According to recent economic forecasts compiled by the International Monetary Fund, emerging market economies should expand 5.5 percent in 2013 compared to anemic economic growth of just 2.0 percent and -0.2 percent for the U.S. and Europe, respectively.
But you’d never know it from the lagging returns of emerging market stocks so far this year with many individual markets, including the BRICs, at the very back of the pack in performance …
- Brazil’s Bovespa Index is down 7 percent year to date …
- Stocks in Russia are down 4.8 percent while India has declined 3 percent …
- China’s Shanghai Composite Index of mainland shares is up a paltry 1.6 percent, but Hong Kong shares are down by about the same margin.
Emerging Markets In
Different Phase of Business Cycle
This is a far cry from the S&P 500 performance, notching year-to-date gains of 9.4 percent. But this divergence in actual emerging market performance relative to growth prospects makes it easier to understand when you realize that the emerging world is in a very different phase of the business cycle than developed economies.
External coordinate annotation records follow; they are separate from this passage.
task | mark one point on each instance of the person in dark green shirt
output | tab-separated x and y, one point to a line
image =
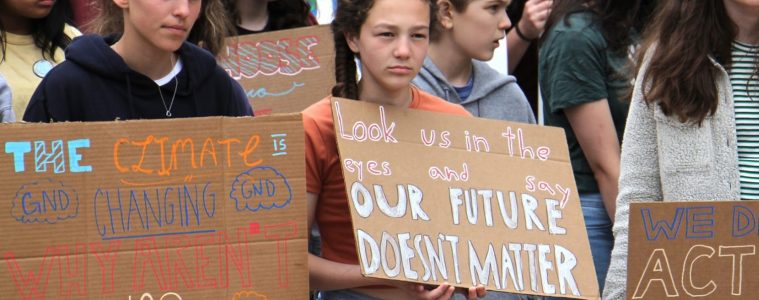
583	75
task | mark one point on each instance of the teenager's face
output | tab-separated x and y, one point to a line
392	43
477	30
163	24
31	9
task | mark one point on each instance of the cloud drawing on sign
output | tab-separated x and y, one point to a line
45	201
260	188
249	295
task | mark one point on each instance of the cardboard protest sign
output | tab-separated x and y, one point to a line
206	208
438	198
693	250
282	71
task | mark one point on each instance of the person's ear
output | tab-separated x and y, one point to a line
445	14
352	42
123	4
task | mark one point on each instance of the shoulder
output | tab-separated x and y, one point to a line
317	120
320	111
67	73
577	29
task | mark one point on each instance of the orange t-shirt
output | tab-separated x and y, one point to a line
324	174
While central banks in the U.S., Europe, and Japan are desperately trying to combat deflation with ultra-easy money policies, both India and Brazil have been struggling to reign in persistent inflation. Similarly, China is attempting to cool an overheated real estate sector.
However, performance is an ongoing race with no clear finish line. And quick shifts in relative stock market performance can happen on a dime. A market can lag in performance one quarter, and then suddenly reverse to lead the pack in subsequent quarters.
One of the best leading indicators to spot such a reversal of fortune is to watch the stock market itself.
In the weekly chart above you can see the absolute performance of the iShares Emerging Market ETF (upper panel), as well as its relative performance compared to the S&P 500 Index (lower). EEM has been lagging U.S. stocks for a long time, since 2010 to be exact.
More recently, EEM had the upper hand from mid-2012 until January, but has reversed course since then, falling to new lows recently, down 2.5 percent (in absolute returns) in 2013.
However, there’s more than one way to skin a cat when it comes to emerging market investing. And focusing on emerging market “dogs” is one approach that’s been shooting the lights out in performance!
You’re likely familiar with the Dogs of the Dow strategy. In fact, I wrote about this time honored approach in Money and Markets back in January. The strategy zeros in on the highest dividend yielding stocks among the Dow Jones Industrials … and the dogs have routinely outperformed the Dow 30 over the long-run.
Well, according to research from UBS, a similar approach focused on the top dividend payers among global emerging markets stocks also pays off with consistent outperformance.
By focusing on a select list of 20 of the highest yielding companies in the MSCI Emerging Markets Index, UBS found a compound growth rate of 24.1 percent per year since 2008, which beats the index growth rate of -0.6 percent!
Fortunately, a number of ETF providers are catching on, giving U.S. investors a way to potentially profit from the emerging dogs strategy, without picking and choosing from among hundreds of individual stocks listed on foreign exchanges.
Here’s one ETF to consider: The WisdomTree Emerging Markets Equity Income (DEM) includes high-yielding stocks from over a dozen emerging markets including China, Brazil, Taiwan, South Africa, and Thailand. And DEM pays a sizeable dividend yield of 3.9 percent, well ahead of the Dow’s 2.4 percent dividend yield.
|Dividend paying emerging market stocks pay you to wait for longer term appreciation.|
Another ETF to investigate is the SPDR S&P Emerging Markets Dividend (EDIV). This portfolio is a bit more focused than DEM, featuring 124 stock holdings diversified across similar emerging markets including Brazil, Taiwan, Turkey, and Poland. EDIV offers a slightly higher dividend yield of 5.8 percent.
Bottom line: Investing in high-quality, dividend paying stocks can offer a number of advantages, especially in uncertain markets. First, these are typically more established companies with a long history of earnings growth and dividend payments to shareholders. Second, and perhaps best of all, you earn immediate dividend income upfront, while you wait for longer term capital appreciation.
And this tried-and-true approach appears to work just as well for high-dividend paying emerging market “dogs” as it does for the Dogs of the Dow!